Wat pensioenrekeningen betreft met hieraan gekoppelde levensverzekeringen, betreft een dergelijk tegoed gelden die rechtstreeks afhangen van de nalatenschap en zich derhalve bevinden op een rekening van de erflater, zodat het bedrag hiervan dient overgeschreven te worden op een onbeschikbaar te maken rekening van de minderjarige.
Het tegoed op de gewone lopende rekeningen, dient op naam van de minderjarige erfgename geplaatst te worden op een onbeschikbaar te maken rekening.
Wanneer een ouder verzoekt om deze laatste gelden te plaatsen op naam van elk der kinderen bij een bepaalde bank op een geopend spaarboekje, voorziet de wet geen noodzakelijke machtiging van de Vrederechter.
De desbetreffende bank zal zich dienen te schikken naar de wensen van de overlevende ouder.

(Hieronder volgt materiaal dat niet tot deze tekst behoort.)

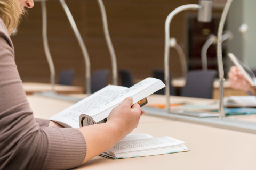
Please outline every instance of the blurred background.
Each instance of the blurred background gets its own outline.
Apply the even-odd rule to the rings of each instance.
[[[100,9],[97,1],[66,1],[87,47],[91,72],[111,70],[109,53],[105,39]],[[170,36],[177,38],[183,49],[189,70],[202,69],[201,52],[210,34],[217,35],[219,20],[226,2],[214,1],[211,23],[197,21],[197,11],[188,11],[172,21]],[[185,4],[198,4],[198,0],[105,0],[109,33],[116,54],[118,70],[130,70],[133,78],[152,76],[154,70],[164,69],[164,24],[168,14]],[[85,87],[85,66],[82,53],[68,19],[58,1],[46,1],[48,39],[58,78],[61,70],[75,69],[73,85]],[[252,5],[252,4],[254,4]],[[256,23],[253,0],[234,1],[225,30],[234,35],[223,44],[225,72],[233,65],[227,53],[233,53],[242,61],[248,60],[250,68],[256,67],[254,41]],[[28,10],[15,35],[15,61],[23,82],[50,83],[50,70],[42,36],[42,11],[39,2]],[[244,43],[239,27],[248,24],[248,43]],[[217,70],[216,46],[208,50],[208,68]],[[170,49],[170,72],[173,78],[182,76],[177,52]],[[111,72],[110,72],[111,73]],[[111,74],[110,74],[111,75]],[[120,80],[120,79],[119,79]],[[111,83],[111,76],[109,82]]]

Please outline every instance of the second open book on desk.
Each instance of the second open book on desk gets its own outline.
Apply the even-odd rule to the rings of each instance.
[[[104,123],[112,109],[126,97],[132,97],[133,104],[143,104],[147,101],[143,99],[165,87],[161,80],[152,78],[129,88],[109,85],[50,119],[64,127],[74,128]]]
[[[189,151],[184,143],[169,137],[153,138],[147,134],[129,134],[100,155],[117,159]]]

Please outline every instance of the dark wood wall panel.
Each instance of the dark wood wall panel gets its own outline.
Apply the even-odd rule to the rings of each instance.
[[[198,3],[197,0],[104,0],[109,29],[118,69],[132,70],[135,79],[151,76],[154,69],[163,69],[164,24],[167,15],[177,7]],[[100,10],[96,0],[67,0],[67,4],[88,50],[92,72],[111,70],[110,56],[104,39]],[[71,28],[58,1],[46,2],[50,48],[57,77],[62,69],[74,68],[74,84],[84,85],[84,62]],[[214,12],[219,13],[220,11]],[[43,50],[41,5],[35,3],[23,19],[18,33],[12,37],[15,60],[23,81],[49,82],[50,71]],[[184,49],[185,15],[172,22],[171,35]],[[174,76],[181,75],[178,55],[170,52],[170,68]]]

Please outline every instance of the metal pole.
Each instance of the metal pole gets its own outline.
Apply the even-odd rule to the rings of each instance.
[[[213,43],[216,44],[217,38],[214,35],[210,36],[210,38],[207,40],[203,46],[201,51],[202,68],[203,71],[208,70],[208,64],[207,62],[207,51],[210,46]]]
[[[225,113],[224,113],[224,68],[223,66],[222,61],[222,39],[221,36],[223,33],[223,29],[224,28],[224,24],[225,23],[226,19],[228,14],[228,11],[232,3],[233,0],[228,0],[226,4],[225,7],[223,10],[222,14],[220,19],[220,24],[219,26],[219,30],[218,31],[218,42],[217,42],[217,59],[218,59],[218,66],[219,70],[219,76],[220,81],[220,87],[219,87],[219,115],[220,119],[225,116]]]
[[[46,56],[47,61],[49,64],[50,71],[51,72],[51,84],[52,87],[52,91],[54,92],[55,84],[55,68],[52,56],[50,52],[49,45],[48,44],[48,38],[47,37],[47,11],[46,4],[45,1],[41,1],[42,15],[43,20],[43,42],[44,44],[44,49]]]
[[[187,75],[188,73],[188,66],[187,65],[187,61],[186,60],[185,54],[183,51],[182,48],[178,43],[176,43],[176,45],[174,47],[175,49],[177,51],[179,56],[180,57],[180,62],[182,68],[183,76],[187,80]]]
[[[76,36],[76,39],[78,41],[79,45],[81,48],[83,56],[84,56],[84,62],[85,64],[85,79],[86,79],[86,94],[91,94],[91,64],[90,62],[89,55],[84,44],[83,38],[79,32],[76,23],[74,20],[72,14],[71,14],[69,9],[65,1],[64,0],[59,0],[61,6],[66,12],[68,20],[70,23],[74,32]]]
[[[100,9],[101,18],[102,20],[103,28],[104,30],[104,35],[105,36],[106,41],[108,45],[108,50],[110,54],[111,61],[112,62],[112,83],[114,85],[117,85],[117,63],[116,62],[116,53],[114,49],[113,45],[111,41],[109,31],[108,31],[108,21],[107,20],[107,14],[106,13],[105,7],[102,0],[97,0]]]
[[[201,6],[197,4],[185,5],[173,10],[167,17],[165,26],[165,46],[164,46],[164,79],[165,81],[165,96],[166,97],[167,111],[170,112],[170,25],[173,17],[181,11],[187,10],[199,9]]]

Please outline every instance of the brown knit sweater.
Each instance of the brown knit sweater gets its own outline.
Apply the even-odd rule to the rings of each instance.
[[[86,154],[83,134],[75,129],[47,127],[49,120],[34,118],[14,55],[0,19],[0,169],[66,169],[79,166]]]

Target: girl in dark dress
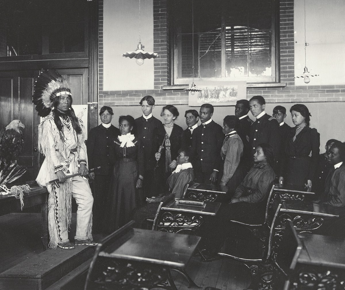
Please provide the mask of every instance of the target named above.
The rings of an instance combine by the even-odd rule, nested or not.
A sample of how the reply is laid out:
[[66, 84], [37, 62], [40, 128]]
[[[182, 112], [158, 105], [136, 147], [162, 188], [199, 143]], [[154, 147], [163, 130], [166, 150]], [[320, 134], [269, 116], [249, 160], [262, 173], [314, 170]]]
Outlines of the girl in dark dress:
[[[161, 152], [156, 153], [155, 157], [157, 161], [159, 160], [160, 168], [159, 171], [162, 173], [165, 172], [164, 176], [162, 174], [161, 176], [163, 179], [161, 184], [166, 185], [164, 188], [161, 189], [161, 192], [168, 189], [166, 186], [167, 179], [177, 165], [176, 158], [177, 152], [181, 148], [181, 137], [183, 133], [183, 129], [174, 123], [179, 114], [177, 108], [171, 105], [163, 107], [160, 114], [164, 119], [166, 135], [160, 147]], [[157, 173], [157, 171], [156, 173]]]
[[109, 201], [105, 221], [105, 231], [112, 232], [128, 222], [136, 207], [136, 193], [142, 186], [144, 179], [144, 154], [139, 139], [131, 133], [135, 124], [131, 116], [119, 119], [121, 135], [113, 140], [115, 155]]
[[309, 127], [311, 115], [304, 105], [294, 105], [290, 112], [296, 127], [288, 133], [279, 183], [300, 188], [311, 187], [319, 159], [320, 134]]

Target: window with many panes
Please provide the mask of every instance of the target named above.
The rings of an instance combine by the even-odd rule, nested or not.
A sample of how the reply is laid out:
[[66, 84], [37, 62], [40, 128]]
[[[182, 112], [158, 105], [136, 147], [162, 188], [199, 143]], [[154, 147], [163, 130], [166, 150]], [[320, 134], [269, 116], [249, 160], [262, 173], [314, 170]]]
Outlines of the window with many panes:
[[[279, 1], [194, 0], [195, 80], [278, 82]], [[192, 0], [170, 7], [174, 33], [174, 80], [193, 76]]]

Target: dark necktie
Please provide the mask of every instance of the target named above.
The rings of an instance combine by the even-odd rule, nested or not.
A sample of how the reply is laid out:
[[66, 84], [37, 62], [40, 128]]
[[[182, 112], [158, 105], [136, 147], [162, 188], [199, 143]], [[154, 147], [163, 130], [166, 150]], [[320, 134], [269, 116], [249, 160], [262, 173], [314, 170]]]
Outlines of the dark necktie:
[[334, 173], [335, 171], [335, 169], [334, 167], [332, 166], [332, 168], [329, 170], [329, 172], [328, 173], [327, 177], [326, 177], [326, 181], [325, 182], [325, 190], [324, 191], [323, 196], [321, 197], [321, 199], [323, 200], [327, 201], [328, 199], [328, 196], [329, 193], [329, 189], [331, 188], [332, 176], [333, 176], [333, 174]]

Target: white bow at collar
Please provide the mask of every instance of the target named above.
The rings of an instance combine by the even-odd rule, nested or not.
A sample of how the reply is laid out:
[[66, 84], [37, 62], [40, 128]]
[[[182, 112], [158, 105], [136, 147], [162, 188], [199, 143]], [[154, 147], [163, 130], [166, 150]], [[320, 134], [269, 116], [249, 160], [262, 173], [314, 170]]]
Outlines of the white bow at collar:
[[125, 145], [127, 147], [132, 147], [135, 146], [134, 143], [132, 142], [134, 139], [134, 135], [132, 135], [130, 132], [125, 135], [120, 135], [118, 137], [121, 142], [120, 147], [124, 147]]
[[172, 172], [172, 173], [178, 173], [181, 170], [184, 170], [185, 169], [187, 169], [187, 168], [193, 168], [193, 166], [192, 166], [192, 164], [190, 162], [188, 162], [187, 163], [184, 163], [182, 164], [179, 164], [176, 167], [176, 169]]

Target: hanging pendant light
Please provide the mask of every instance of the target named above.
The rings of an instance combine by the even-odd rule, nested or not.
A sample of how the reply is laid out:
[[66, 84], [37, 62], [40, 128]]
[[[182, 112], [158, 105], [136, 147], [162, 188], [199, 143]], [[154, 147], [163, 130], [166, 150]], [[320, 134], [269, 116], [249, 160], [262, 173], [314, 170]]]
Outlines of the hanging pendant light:
[[307, 42], [306, 37], [305, 22], [305, 0], [304, 0], [304, 72], [302, 74], [294, 77], [294, 78], [299, 79], [303, 77], [304, 79], [304, 82], [306, 84], [308, 84], [310, 82], [310, 77], [317, 76], [319, 75], [316, 74], [312, 74], [308, 71], [308, 68], [307, 67], [307, 46], [309, 45], [309, 44]]
[[196, 86], [194, 83], [194, 0], [192, 0], [192, 58], [193, 62], [192, 64], [193, 81], [190, 86], [188, 89], [185, 89], [186, 92], [190, 92], [191, 95], [194, 95], [196, 92], [201, 92], [201, 90], [196, 88]]
[[145, 46], [141, 44], [140, 38], [140, 28], [141, 24], [140, 15], [140, 0], [139, 0], [139, 43], [138, 44], [138, 48], [134, 51], [128, 51], [122, 54], [122, 56], [125, 58], [136, 59], [136, 62], [138, 65], [141, 65], [144, 63], [144, 60], [145, 59], [155, 59], [158, 56], [158, 54], [155, 52], [148, 52], [144, 51]]

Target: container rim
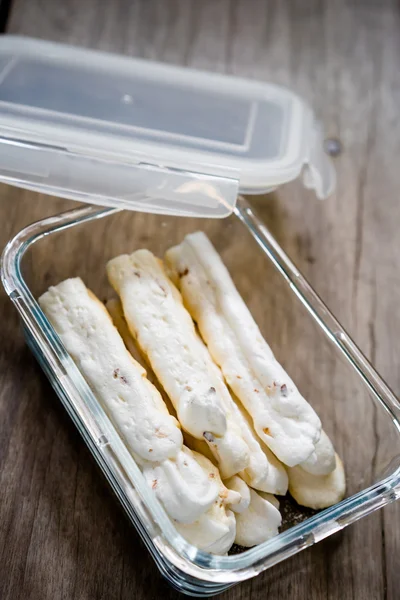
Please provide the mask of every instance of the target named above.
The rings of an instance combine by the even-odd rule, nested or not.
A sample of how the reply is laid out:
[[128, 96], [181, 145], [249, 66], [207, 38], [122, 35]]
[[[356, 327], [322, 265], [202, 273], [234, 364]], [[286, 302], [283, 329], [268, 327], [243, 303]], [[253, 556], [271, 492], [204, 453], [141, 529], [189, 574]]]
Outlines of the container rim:
[[[1, 258], [1, 279], [27, 332], [57, 380], [64, 396], [64, 400], [61, 398], [64, 406], [131, 520], [142, 537], [147, 536], [147, 540], [145, 539], [147, 545], [153, 546], [152, 554], [159, 566], [160, 562], [166, 560], [177, 569], [202, 581], [221, 584], [238, 582], [253, 577], [398, 499], [400, 497], [399, 457], [391, 464], [391, 474], [378, 483], [241, 554], [211, 555], [198, 550], [177, 533], [164, 508], [147, 486], [132, 456], [40, 309], [21, 273], [24, 254], [38, 240], [69, 227], [101, 219], [120, 211], [121, 209], [115, 208], [84, 206], [25, 227], [8, 242], [4, 249]], [[389, 414], [400, 434], [399, 400], [243, 197], [238, 197], [234, 212], [261, 250], [283, 275], [324, 334], [337, 346], [374, 399]]]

Voor de vervreemding van onroerende goederen heeft de langstlevende ouder hoe dan ook de machtiging van de Vrederechter nodig.
Wanneer er een quasi waardeloze inboedel overblijft na het overlijden van een ouder die niet meer met de langstlevende ouder samenwoont, kan de Vrederechter machtiging verlenen om deze te vervreemden, te verwijderen en/of te liquideren wanneer uit de lezing van de inventaris blijkt dat deze zo goed als waardeloos is.
Deze machtiging dient bij marginale toetsing het belang van de minderjarige.